NTA-modified carbon electrode as a general relaying substrate to facilitate electron transfer of SOD: Application to in vivo monitoring of O₂^- in a rat brain

Nitrilotriacetic acid (NTA)/histidine-tag (HT) technology has been first employed to facilitate the electron transfer of superoxide dismutase (SOD), and further been developed for in vivo monitoring of superoxide anion (O₂^-) in a rat brain during cerebral ischemia/reperfusion processes. Direct electron transfer of SOD is greatly enhanced at NTA-modified electrode with a high rate constant (k_s) of 24±1.1s^-1. The formal potential (E⁰') of SOD is estimated to be 5±2.5mV vs.
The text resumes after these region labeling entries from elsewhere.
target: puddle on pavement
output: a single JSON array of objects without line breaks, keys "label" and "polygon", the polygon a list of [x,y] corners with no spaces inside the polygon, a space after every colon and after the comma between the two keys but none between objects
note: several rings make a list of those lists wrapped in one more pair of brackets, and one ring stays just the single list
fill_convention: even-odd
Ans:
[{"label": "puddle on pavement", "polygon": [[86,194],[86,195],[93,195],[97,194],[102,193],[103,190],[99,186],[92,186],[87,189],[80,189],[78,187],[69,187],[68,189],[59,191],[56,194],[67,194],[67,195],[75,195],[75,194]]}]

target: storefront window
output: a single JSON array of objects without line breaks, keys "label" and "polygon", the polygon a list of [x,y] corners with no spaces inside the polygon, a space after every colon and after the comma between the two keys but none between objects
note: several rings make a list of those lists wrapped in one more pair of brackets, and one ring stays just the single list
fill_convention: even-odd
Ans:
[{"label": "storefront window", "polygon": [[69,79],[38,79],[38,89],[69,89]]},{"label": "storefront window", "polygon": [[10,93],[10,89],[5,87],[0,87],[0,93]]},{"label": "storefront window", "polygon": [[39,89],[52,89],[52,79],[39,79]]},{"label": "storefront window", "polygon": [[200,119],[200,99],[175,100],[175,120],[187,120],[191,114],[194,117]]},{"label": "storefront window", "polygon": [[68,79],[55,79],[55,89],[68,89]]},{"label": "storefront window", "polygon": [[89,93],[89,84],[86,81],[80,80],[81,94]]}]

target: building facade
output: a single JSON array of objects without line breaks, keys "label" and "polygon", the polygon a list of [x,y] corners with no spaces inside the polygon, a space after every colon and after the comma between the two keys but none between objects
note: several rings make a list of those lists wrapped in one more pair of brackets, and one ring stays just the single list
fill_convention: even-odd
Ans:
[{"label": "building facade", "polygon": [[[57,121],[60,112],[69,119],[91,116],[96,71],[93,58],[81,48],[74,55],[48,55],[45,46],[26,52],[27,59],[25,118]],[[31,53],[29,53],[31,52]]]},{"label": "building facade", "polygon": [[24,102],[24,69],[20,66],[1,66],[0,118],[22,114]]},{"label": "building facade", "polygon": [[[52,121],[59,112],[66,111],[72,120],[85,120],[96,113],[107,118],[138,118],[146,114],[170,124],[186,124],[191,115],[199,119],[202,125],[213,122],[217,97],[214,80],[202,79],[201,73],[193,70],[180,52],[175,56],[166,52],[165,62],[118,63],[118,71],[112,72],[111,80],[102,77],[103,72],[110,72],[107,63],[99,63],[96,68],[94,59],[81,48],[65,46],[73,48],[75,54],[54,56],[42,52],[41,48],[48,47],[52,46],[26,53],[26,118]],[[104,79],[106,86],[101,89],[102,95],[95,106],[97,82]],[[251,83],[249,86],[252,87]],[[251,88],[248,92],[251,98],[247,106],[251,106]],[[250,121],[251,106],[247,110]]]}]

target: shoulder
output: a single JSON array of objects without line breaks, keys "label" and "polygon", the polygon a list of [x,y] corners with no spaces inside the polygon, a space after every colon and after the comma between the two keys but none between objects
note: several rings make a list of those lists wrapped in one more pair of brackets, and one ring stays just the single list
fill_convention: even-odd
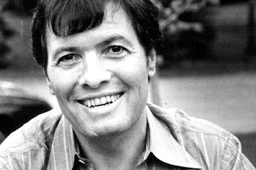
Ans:
[{"label": "shoulder", "polygon": [[210,121],[190,116],[180,109],[164,108],[151,103],[148,103],[148,106],[153,114],[164,121],[173,132],[202,133],[220,138],[225,138],[230,134]]},{"label": "shoulder", "polygon": [[61,118],[59,108],[54,108],[33,118],[12,132],[0,145],[0,156],[21,154],[46,147]]},{"label": "shoulder", "polygon": [[216,162],[218,168],[240,162],[252,166],[242,153],[240,142],[228,130],[210,121],[189,116],[177,108],[163,108],[154,104],[148,106],[168,127],[178,144],[203,167],[215,167]]}]

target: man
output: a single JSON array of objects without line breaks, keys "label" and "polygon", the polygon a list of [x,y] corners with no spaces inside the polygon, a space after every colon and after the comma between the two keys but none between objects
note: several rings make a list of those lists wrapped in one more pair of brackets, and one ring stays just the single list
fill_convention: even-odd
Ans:
[{"label": "man", "polygon": [[42,0],[33,47],[60,109],[0,146],[1,169],[255,169],[230,132],[146,103],[161,40],[148,0]]}]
Ag|AgCl, because of which the E⁰ value falls between the redox couples of O₂/O₂^- and O₂^-/H₂O₂, indicating that SOD is thermodynamically able to electrochemical catalyze the oxidation of O₂^- to O₂ and the reduction of O₂^- to H₂O₂. In addition, experimental results reveal that SOD is stably immobilized on NTA-modified electrode, and still maintains its biocatalytical activity toward O₂^-. Thus, the electrochemical strategy for detection of O₂^- has been successfully established by the redox reaction of SOD at NTA-modified electrode followed by the chemical reaction of SOD toward O₂^- into O₂ and H₂O₂. The optimized O₂^- biosensor exhibits high selectivity, broad dynamic range from 10^-7 to 10^-4M, low detection limit of 21nM, and good stability and reproducibility. By taking the advantages of the developed strategy, as well as the characteristic of carbon material including biocompatible and easy to miniaturize, a reliable platform has been constructed for in vivo assaying of O₂^- in the rat brain during ischemia and reperfusion processes.